Think about octave equivalence - how can two different pitches be "the same"? Octave equivalence is simply maximal, elementary harmonic consonance. Harmonic dissonance is simply 'inequivalence' of succesively greater entropy, the larger the temporal integration window required to resolve longer, more 'dissonant' intervals.

This is the stuff of information itself, the clay with which we model and enumerate all the information we're processing, in all modalities, and across all species, all the time everywhere. Motor, limbic and sensory.
not rated yet Jun 20, 2017
"Music" is brain candy because it's clean, idealised problem solving of the kind we're applying to everything else, in all forms of processing, from higher thought to base instinct.

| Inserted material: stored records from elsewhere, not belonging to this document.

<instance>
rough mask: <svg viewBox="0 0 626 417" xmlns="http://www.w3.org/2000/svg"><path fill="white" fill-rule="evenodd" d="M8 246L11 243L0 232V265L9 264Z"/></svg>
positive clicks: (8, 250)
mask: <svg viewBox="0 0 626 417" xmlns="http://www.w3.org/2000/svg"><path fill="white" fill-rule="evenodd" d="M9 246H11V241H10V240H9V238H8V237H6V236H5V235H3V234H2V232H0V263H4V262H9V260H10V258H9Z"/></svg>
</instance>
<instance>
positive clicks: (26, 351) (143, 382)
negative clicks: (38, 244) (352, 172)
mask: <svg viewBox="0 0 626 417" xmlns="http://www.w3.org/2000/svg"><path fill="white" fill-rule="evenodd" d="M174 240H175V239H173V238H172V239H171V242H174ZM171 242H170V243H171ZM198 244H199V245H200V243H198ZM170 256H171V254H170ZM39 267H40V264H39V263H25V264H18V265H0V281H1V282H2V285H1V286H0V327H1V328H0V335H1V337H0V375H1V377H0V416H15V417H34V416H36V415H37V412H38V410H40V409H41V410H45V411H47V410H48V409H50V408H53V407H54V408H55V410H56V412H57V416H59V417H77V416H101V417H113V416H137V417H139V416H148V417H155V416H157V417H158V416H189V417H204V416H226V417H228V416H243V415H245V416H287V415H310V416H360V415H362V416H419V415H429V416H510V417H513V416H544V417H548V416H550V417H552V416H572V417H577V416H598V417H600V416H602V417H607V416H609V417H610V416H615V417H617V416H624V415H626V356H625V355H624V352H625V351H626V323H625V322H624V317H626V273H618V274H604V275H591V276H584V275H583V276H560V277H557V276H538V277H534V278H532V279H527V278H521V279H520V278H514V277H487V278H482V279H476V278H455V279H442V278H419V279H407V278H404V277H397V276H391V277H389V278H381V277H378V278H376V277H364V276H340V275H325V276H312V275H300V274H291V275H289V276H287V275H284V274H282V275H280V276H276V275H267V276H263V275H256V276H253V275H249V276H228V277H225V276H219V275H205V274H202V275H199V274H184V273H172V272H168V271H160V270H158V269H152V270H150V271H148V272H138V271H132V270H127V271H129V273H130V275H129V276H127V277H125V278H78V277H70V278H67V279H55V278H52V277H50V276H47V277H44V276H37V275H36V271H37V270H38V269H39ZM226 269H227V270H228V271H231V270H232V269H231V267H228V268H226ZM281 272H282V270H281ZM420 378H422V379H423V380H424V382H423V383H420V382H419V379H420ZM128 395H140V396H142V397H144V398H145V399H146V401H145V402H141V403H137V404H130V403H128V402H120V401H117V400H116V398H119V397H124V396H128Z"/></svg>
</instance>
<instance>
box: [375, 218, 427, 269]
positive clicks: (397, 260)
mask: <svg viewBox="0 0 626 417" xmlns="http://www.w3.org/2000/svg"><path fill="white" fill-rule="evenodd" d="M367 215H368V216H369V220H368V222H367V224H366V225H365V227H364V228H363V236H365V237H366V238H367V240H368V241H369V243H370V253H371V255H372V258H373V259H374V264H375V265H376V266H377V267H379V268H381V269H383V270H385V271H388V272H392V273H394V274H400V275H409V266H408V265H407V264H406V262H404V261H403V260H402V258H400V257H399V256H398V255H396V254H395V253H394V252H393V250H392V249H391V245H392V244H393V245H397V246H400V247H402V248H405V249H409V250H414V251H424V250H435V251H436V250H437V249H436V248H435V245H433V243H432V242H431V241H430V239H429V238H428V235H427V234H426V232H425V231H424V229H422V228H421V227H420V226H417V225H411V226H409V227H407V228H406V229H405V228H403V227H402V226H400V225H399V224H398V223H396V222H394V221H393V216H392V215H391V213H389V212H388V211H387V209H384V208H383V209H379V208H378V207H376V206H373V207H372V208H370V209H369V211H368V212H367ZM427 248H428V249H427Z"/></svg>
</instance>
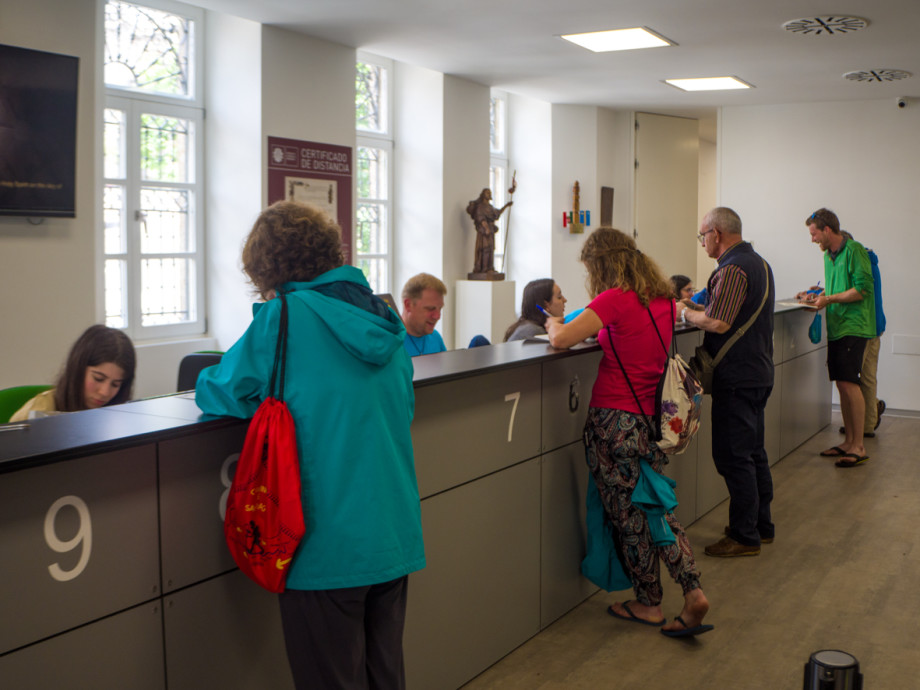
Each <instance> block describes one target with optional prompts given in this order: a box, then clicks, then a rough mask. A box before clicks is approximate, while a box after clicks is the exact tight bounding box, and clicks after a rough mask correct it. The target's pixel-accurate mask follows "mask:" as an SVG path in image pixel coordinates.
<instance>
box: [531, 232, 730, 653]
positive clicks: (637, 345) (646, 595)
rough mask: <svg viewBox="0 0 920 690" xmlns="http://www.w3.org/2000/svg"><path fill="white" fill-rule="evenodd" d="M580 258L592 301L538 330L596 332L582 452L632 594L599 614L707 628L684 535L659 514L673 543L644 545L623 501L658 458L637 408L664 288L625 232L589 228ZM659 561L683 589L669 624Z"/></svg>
mask: <svg viewBox="0 0 920 690" xmlns="http://www.w3.org/2000/svg"><path fill="white" fill-rule="evenodd" d="M580 259H581V262H582V263H583V264H584V265H585V268H586V269H587V271H588V279H587V288H588V293H589V294H590V295H591V296H592V298H593V299H592V301H591V303H590V304H589V305H588V306H587V307H586V308H585V310H584V311H583V312H582V313H581V314H579V315H578V316H577V317H576V318H575V319H574V320H573V321H571V322H570V323H568V324H563V323H561V322H560V320H557V319H548V320H547V325H546V327H547V331H548V332H549V340H550V344H551V345H552V346H553V347H562V348H566V347H571V346H572V345H574V344H576V343H579V342H581V341H582V340H584V339H585V338H587V337H589V336H592V335H597V336H598V343H599V344H600V346H601V349H602V350H603V352H604V356H603V358H602V359H601V362H600V365H599V367H598V373H597V379H596V380H595V383H594V389H593V391H592V393H591V406H590V408H589V410H588V419H587V422H586V424H585V432H584V440H585V457H586V460H587V462H588V468H589V469H590V471H591V474H592V476H593V477H594V482H595V486H597V489H598V491H599V492H600V496H601V501H602V503H603V505H604V511H605V513H606V516H607V518H608V519H609V521H610V523H611V525H612V527H613V531H614V542H615V543H616V545H617V550H618V553H617V555H618V556H619V559H620V562H621V563H622V565H623V568H624V570H625V572H626V575H627V576H628V577H629V579H630V581H631V582H632V585H633V590H634V591H635V595H636V599H635V600H634V601H626V602H622V603H621V602H616V603H614V604H613V605H612V606H610V607H609V608H608V613H610V615H612V616H614V617H615V618H621V619H624V620H627V621H631V622H637V623H643V624H645V625H652V626H656V627H658V626H663V627H662V632H663V633H664V634H665V635H668V636H672V637H684V636H690V635H698V634H700V633H703V632H707V631H708V630H711V629H712V626H709V625H703V624H702V621H703V617H704V616H705V615H706V613H707V612H708V610H709V602H708V600H707V599H706V596H705V595H704V594H703V590H702V589H700V580H699V578H700V574H699V571H698V570H697V567H696V562H695V560H694V558H693V551H692V550H691V548H690V542H689V541H688V540H687V536H686V534H685V533H684V530H683V528H682V527H681V525H680V523H679V522H678V521H677V518H675V517H674V515H673V514H670V513H669V514H668V515H667V517H666V519H667V524H668V526H669V527H670V529H671V531H672V532H673V534H674V536H675V543H672V544H664V545H659V546H655V545H653V543H652V538H651V534H650V531H649V523H648V519H647V517H646V513H645V511H643V510H640V509H639V508H638V507H636V506H635V505H633V502H632V494H633V490H634V489H635V488H636V482H637V480H638V479H639V476H640V474H641V473H642V467H641V465H640V463H647V464H648V465H649V466H650V467H651V469H652V470H654V472H656V473H658V474H661V473H662V469H663V467H664V465H665V464H667V456H666V455H665V454H664V453H662V452H661V450H660V449H659V448H658V446H657V445H656V444H655V442H654V441H653V440H651V439H650V438H649V427H648V422H647V418H646V417H645V414H646V413H648V414H649V415H651V413H652V411H653V409H654V405H655V389H656V386H657V384H658V379H659V378H660V376H661V373H662V372H663V371H664V367H665V361H666V358H667V355H666V353H665V351H664V349H663V348H662V347H661V343H660V342H659V341H658V335H657V334H656V333H655V329H654V328H653V327H652V323H651V320H652V318H654V322H655V324H656V325H657V327H658V330H659V332H660V333H661V337H662V339H663V340H664V342H665V344H668V343H670V342H671V337H672V334H673V326H674V324H673V316H672V314H673V312H672V308H673V307H672V305H673V302H672V297H671V286H670V284H669V283H668V281H667V280H666V279H665V278H664V276H663V275H662V274H661V271H660V270H659V269H658V267H657V265H656V264H655V263H654V262H653V261H652V260H651V259H649V258H648V257H647V256H645V255H644V254H643V253H642V252H640V251H639V250H638V249H637V248H636V243H635V242H634V241H633V240H632V238H630V237H629V236H628V235H626V234H624V233H622V232H620V231H619V230H615V229H613V228H606V227H602V228H598V229H597V230H595V231H594V233H592V234H591V236H590V237H588V239H587V240H586V241H585V244H584V247H583V248H582V250H581V257H580ZM612 347H613V348H615V350H616V355H618V356H619V358H620V361H621V362H622V365H623V368H624V369H625V370H626V372H627V375H628V377H629V382H631V383H632V386H633V389H634V390H635V396H636V397H637V398H638V400H639V403H640V404H641V409H640V408H639V407H638V406H637V405H636V400H635V398H634V396H633V393H632V392H631V391H630V389H629V386H628V384H627V382H626V380H625V379H624V377H623V373H622V371H621V369H620V365H619V364H618V363H617V360H616V356H615V355H614V351H613V350H612V349H611V348H612ZM659 559H661V560H662V561H663V562H664V564H665V567H667V569H668V572H669V573H670V575H671V577H672V578H673V579H674V580H675V581H676V582H677V583H678V584H679V585H680V586H681V588H682V590H683V593H684V606H683V610H682V611H681V612H680V615H679V616H677V617H676V618H675V619H674V620H673V621H670V622H666V620H665V619H664V617H663V614H662V610H661V600H662V594H663V592H662V587H661V578H660V575H659V565H658V560H659Z"/></svg>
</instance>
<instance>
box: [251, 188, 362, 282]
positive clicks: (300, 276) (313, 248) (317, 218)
mask: <svg viewBox="0 0 920 690" xmlns="http://www.w3.org/2000/svg"><path fill="white" fill-rule="evenodd" d="M344 262H345V258H344V256H343V254H342V230H341V229H340V228H339V226H338V225H336V224H335V223H334V222H333V221H332V219H331V218H329V216H327V215H326V214H325V213H323V212H322V211H321V210H320V209H318V208H317V207H315V206H310V205H308V204H301V203H299V202H296V201H277V202H275V203H274V204H272V205H271V206H269V207H268V208H267V209H265V210H264V211H262V213H261V214H259V217H258V218H257V219H256V222H255V224H254V225H253V226H252V231H250V233H249V237H247V238H246V242H245V244H244V245H243V270H244V271H245V272H246V275H247V276H249V280H250V282H251V283H252V284H253V286H254V287H255V289H256V291H257V292H258V293H259V294H260V295H261V296H262V298H263V299H268V297H269V296H270V293H271V292H272V291H273V290H275V289H277V288H279V287H280V286H281V285H283V284H284V283H288V282H307V281H311V280H313V279H315V278H316V277H317V276H319V275H322V274H323V273H325V272H326V271H329V270H332V269H333V268H338V267H339V266H341V265H342V264H343V263H344Z"/></svg>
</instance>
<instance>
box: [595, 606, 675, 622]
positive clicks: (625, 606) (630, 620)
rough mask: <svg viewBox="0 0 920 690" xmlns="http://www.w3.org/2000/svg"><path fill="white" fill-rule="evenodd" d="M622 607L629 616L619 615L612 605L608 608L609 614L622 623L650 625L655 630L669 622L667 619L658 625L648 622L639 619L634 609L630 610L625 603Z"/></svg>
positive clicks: (608, 607) (664, 619)
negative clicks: (634, 612) (626, 621)
mask: <svg viewBox="0 0 920 690" xmlns="http://www.w3.org/2000/svg"><path fill="white" fill-rule="evenodd" d="M620 606H622V607H623V610H624V611H626V613H628V614H629V616H624V615H623V614H621V613H617V612H616V611H615V610H614V608H613V605H612V604H611V605H610V606H608V607H607V613H609V614H610V615H611V616H613V617H614V618H619V619H620V620H622V621H629V622H630V623H641V624H642V625H650V626H652V627H653V628H660V627H661V626H662V625H664V624H665V623H667V622H668V621H667V619H662V620H660V621H658V622H657V623H656V622H655V621H647V620H645V619H643V618H639V616H637V615H636V614H634V613H633V612H632V609H630V608H629V606H627V604H626V602H625V601H624V602H623V603H622V604H620Z"/></svg>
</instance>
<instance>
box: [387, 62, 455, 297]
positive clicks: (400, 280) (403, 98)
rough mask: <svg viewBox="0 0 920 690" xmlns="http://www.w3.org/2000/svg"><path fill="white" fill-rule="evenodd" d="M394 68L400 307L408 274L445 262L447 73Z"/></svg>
mask: <svg viewBox="0 0 920 690" xmlns="http://www.w3.org/2000/svg"><path fill="white" fill-rule="evenodd" d="M394 71H395V74H394V76H395V83H394V91H395V100H396V103H395V106H396V107H395V122H394V125H393V126H394V130H393V135H394V140H395V141H394V151H393V164H394V166H395V167H396V170H398V171H399V174H398V175H397V178H396V180H395V181H394V183H393V186H394V189H393V205H394V208H393V230H394V232H393V234H394V239H393V243H394V245H395V246H394V254H393V256H394V260H393V264H394V266H393V295H394V297H395V298H396V301H397V303H399V304H400V305H401V304H402V301H401V298H400V295H401V293H402V286H403V285H404V284H405V283H406V281H407V280H408V279H409V278H411V277H412V276H414V275H416V274H418V273H432V274H434V273H440V271H441V268H442V266H443V264H442V259H441V257H442V256H443V254H444V240H443V228H442V227H441V218H442V214H443V210H442V209H443V208H444V198H443V197H444V75H443V74H441V73H439V72H434V71H432V70H429V69H424V68H422V67H414V66H412V65H407V64H405V63H396V65H395V70H394ZM439 277H440V276H439Z"/></svg>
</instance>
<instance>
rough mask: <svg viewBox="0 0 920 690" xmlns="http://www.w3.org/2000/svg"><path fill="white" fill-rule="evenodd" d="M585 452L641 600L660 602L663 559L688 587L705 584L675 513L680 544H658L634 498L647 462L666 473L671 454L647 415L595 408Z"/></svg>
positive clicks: (664, 562) (676, 578)
mask: <svg viewBox="0 0 920 690" xmlns="http://www.w3.org/2000/svg"><path fill="white" fill-rule="evenodd" d="M584 441H585V457H586V459H587V462H588V469H590V471H591V474H592V476H593V477H594V483H595V485H596V486H597V489H598V491H599V492H600V496H601V501H602V502H603V504H604V511H605V512H606V514H607V519H608V520H609V521H610V523H611V525H612V526H613V539H614V543H615V544H616V547H617V554H618V555H619V557H620V562H621V563H622V564H623V570H624V571H625V572H626V574H627V575H628V576H629V579H630V580H632V584H633V589H634V590H635V593H636V599H638V600H639V602H640V603H642V604H644V605H645V606H658V605H659V604H660V603H661V597H662V590H661V578H660V573H659V565H658V559H659V558H660V559H661V560H662V561H664V564H665V567H666V568H667V569H668V572H669V573H670V574H671V577H672V578H674V581H675V582H677V583H678V584H679V585H680V586H681V588H682V589H683V592H684V594H686V593H687V592H689V591H691V590H693V589H696V588H698V587H699V586H700V573H699V571H698V570H697V568H696V562H695V561H694V559H693V551H691V549H690V542H689V541H688V540H687V535H686V534H685V533H684V530H683V527H681V526H680V523H679V522H678V521H677V518H675V517H674V515H671V514H669V515H668V516H667V518H666V519H667V522H668V525H669V526H670V527H671V531H673V532H674V535H675V537H676V538H677V543H676V544H665V545H663V546H655V545H654V544H652V540H651V535H650V534H649V527H648V520H647V519H646V516H645V512H644V511H643V510H641V509H639V508H637V507H636V506H634V505H633V503H632V493H633V490H634V489H635V488H636V481H637V480H638V478H639V472H640V465H639V463H640V462H642V461H645V462H648V463H649V464H651V466H652V469H654V470H655V471H656V472H661V470H662V468H663V467H664V465H666V464H667V457H666V456H665V454H664V453H662V452H661V451H660V450H659V449H658V447H657V446H656V445H655V444H654V443H653V442H651V441H650V440H649V438H648V428H647V427H646V425H645V422H644V420H642V419H641V418H640V417H638V416H636V415H635V414H633V413H631V412H624V411H622V410H611V409H606V408H599V407H592V408H590V409H589V410H588V420H587V422H586V424H585V432H584Z"/></svg>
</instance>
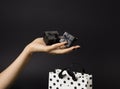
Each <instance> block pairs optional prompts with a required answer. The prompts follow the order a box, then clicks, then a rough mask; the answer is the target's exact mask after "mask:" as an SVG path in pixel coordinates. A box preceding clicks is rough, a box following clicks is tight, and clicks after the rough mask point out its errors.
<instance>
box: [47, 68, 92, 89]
mask: <svg viewBox="0 0 120 89" xmlns="http://www.w3.org/2000/svg"><path fill="white" fill-rule="evenodd" d="M48 89H92V75H90V74H87V73H83V72H82V73H80V72H73V71H71V70H69V69H55V71H53V72H49V84H48Z"/></svg>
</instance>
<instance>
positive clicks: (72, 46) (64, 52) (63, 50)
mask: <svg viewBox="0 0 120 89" xmlns="http://www.w3.org/2000/svg"><path fill="white" fill-rule="evenodd" d="M78 48H80V46H79V45H77V46H72V47H70V48H66V49H56V50H52V51H51V52H50V53H53V54H65V53H69V52H71V51H73V50H74V49H78Z"/></svg>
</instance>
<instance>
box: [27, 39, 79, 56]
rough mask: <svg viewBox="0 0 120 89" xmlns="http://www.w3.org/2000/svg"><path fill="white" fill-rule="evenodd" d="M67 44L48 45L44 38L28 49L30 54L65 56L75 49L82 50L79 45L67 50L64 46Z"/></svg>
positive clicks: (63, 42)
mask: <svg viewBox="0 0 120 89" xmlns="http://www.w3.org/2000/svg"><path fill="white" fill-rule="evenodd" d="M65 44H66V42H62V43H56V44H53V45H46V44H45V42H44V40H43V38H37V39H35V40H34V41H32V42H31V43H30V44H28V46H27V48H28V49H29V52H30V53H33V52H47V53H52V54H65V53H68V52H71V51H72V50H74V49H77V48H80V46H79V45H76V46H72V47H69V48H65V47H64V45H65Z"/></svg>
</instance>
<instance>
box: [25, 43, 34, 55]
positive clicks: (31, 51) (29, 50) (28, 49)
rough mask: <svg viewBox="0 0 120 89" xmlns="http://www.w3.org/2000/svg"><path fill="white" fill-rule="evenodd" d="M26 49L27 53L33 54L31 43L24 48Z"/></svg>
mask: <svg viewBox="0 0 120 89" xmlns="http://www.w3.org/2000/svg"><path fill="white" fill-rule="evenodd" d="M24 51H25V53H26V54H28V55H32V54H33V51H32V48H31V47H30V46H29V45H27V46H26V47H25V48H24Z"/></svg>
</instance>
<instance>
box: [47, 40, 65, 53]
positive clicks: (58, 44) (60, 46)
mask: <svg viewBox="0 0 120 89" xmlns="http://www.w3.org/2000/svg"><path fill="white" fill-rule="evenodd" d="M66 43H67V42H61V43H56V44H53V45H51V46H48V47H47V50H48V51H51V50H54V49H57V48H59V47H61V46H64V45H65V44H66Z"/></svg>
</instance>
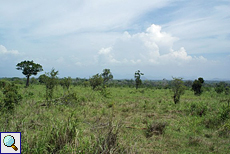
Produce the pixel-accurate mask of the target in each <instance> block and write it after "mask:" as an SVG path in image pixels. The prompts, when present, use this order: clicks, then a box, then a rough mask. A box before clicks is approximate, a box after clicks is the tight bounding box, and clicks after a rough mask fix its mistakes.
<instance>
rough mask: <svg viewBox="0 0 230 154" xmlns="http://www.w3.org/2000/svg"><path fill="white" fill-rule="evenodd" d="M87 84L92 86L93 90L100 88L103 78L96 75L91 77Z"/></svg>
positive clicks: (102, 82) (98, 74)
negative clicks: (95, 88) (98, 86)
mask: <svg viewBox="0 0 230 154" xmlns="http://www.w3.org/2000/svg"><path fill="white" fill-rule="evenodd" d="M89 83H90V86H92V88H93V90H95V88H96V87H98V86H101V85H102V83H103V78H102V76H101V75H99V74H96V75H93V76H92V77H91V78H90V79H89Z"/></svg>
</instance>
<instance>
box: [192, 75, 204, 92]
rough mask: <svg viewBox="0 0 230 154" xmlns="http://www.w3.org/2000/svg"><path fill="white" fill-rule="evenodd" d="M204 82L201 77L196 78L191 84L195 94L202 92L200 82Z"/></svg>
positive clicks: (201, 85)
mask: <svg viewBox="0 0 230 154" xmlns="http://www.w3.org/2000/svg"><path fill="white" fill-rule="evenodd" d="M203 83H204V79H203V78H198V80H195V81H194V82H193V84H192V90H193V91H194V94H195V95H200V94H201V93H202V89H201V87H202V84H203Z"/></svg>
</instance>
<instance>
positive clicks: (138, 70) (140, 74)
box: [134, 70, 144, 89]
mask: <svg viewBox="0 0 230 154" xmlns="http://www.w3.org/2000/svg"><path fill="white" fill-rule="evenodd" d="M141 75H144V73H141V72H140V70H138V71H136V72H135V74H134V77H135V81H136V89H138V87H139V86H140V85H141V84H142V81H141Z"/></svg>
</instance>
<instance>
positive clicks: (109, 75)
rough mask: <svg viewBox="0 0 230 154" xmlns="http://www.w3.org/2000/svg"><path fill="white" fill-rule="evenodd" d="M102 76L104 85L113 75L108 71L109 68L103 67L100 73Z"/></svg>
mask: <svg viewBox="0 0 230 154" xmlns="http://www.w3.org/2000/svg"><path fill="white" fill-rule="evenodd" d="M101 76H102V78H103V80H104V81H103V84H104V85H105V84H106V83H107V82H108V81H109V80H112V79H113V75H112V73H111V72H110V69H104V70H103V73H102V74H101Z"/></svg>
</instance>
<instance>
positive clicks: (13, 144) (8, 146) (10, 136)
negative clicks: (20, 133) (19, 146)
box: [3, 135, 18, 151]
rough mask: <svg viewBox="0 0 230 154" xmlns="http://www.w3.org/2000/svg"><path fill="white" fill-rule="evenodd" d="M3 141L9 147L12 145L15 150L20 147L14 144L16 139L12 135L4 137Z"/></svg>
mask: <svg viewBox="0 0 230 154" xmlns="http://www.w3.org/2000/svg"><path fill="white" fill-rule="evenodd" d="M3 143H4V145H5V146H7V147H12V148H13V149H14V150H15V151H17V150H18V148H17V147H16V146H15V145H14V144H15V139H14V137H13V136H11V135H7V136H5V137H4V139H3Z"/></svg>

The octave equivalence paradox - or rather, its solution - is the key to everything here. We simply cannot meaningfully ask what music is without first resolving this keystone element.

Applying that solution to temporal, as well as spatial, frequency relationships, explains both rhythm and harmony, and then applying these lessons further, taken to their conclusions, we find the root of language and everything else..
not rated yet Jun 21, 2017
One despairs of these wooly, vacuous clichés - "music" is spatio-temporal modulation of factor of two symmetries, and our affinity and propensity for it is borne of the fact that this is how we process all information - factor of two synchronisations are the simplest possible forms of spatial and temporal frequency relationships, and so the root of harmony, as octave equivalence, and rhythm, as the 4/4, 2/4 etc. time signatures.

You are describing European music of the common practice period, i.e. strict tonal music. Your definition inadequately describes pre-CPP music and does not describe a wide variety of music from after the CPP-period. For instance, much of electronic music does not rely on "spatio-temporal modulation of factor of two symmetries".

Your definition also fails to describe several kinds of non-classical rhythms, including those of significant examples of 20th century minimal music as well as modern jazz music, not to mention many kinds of folk music.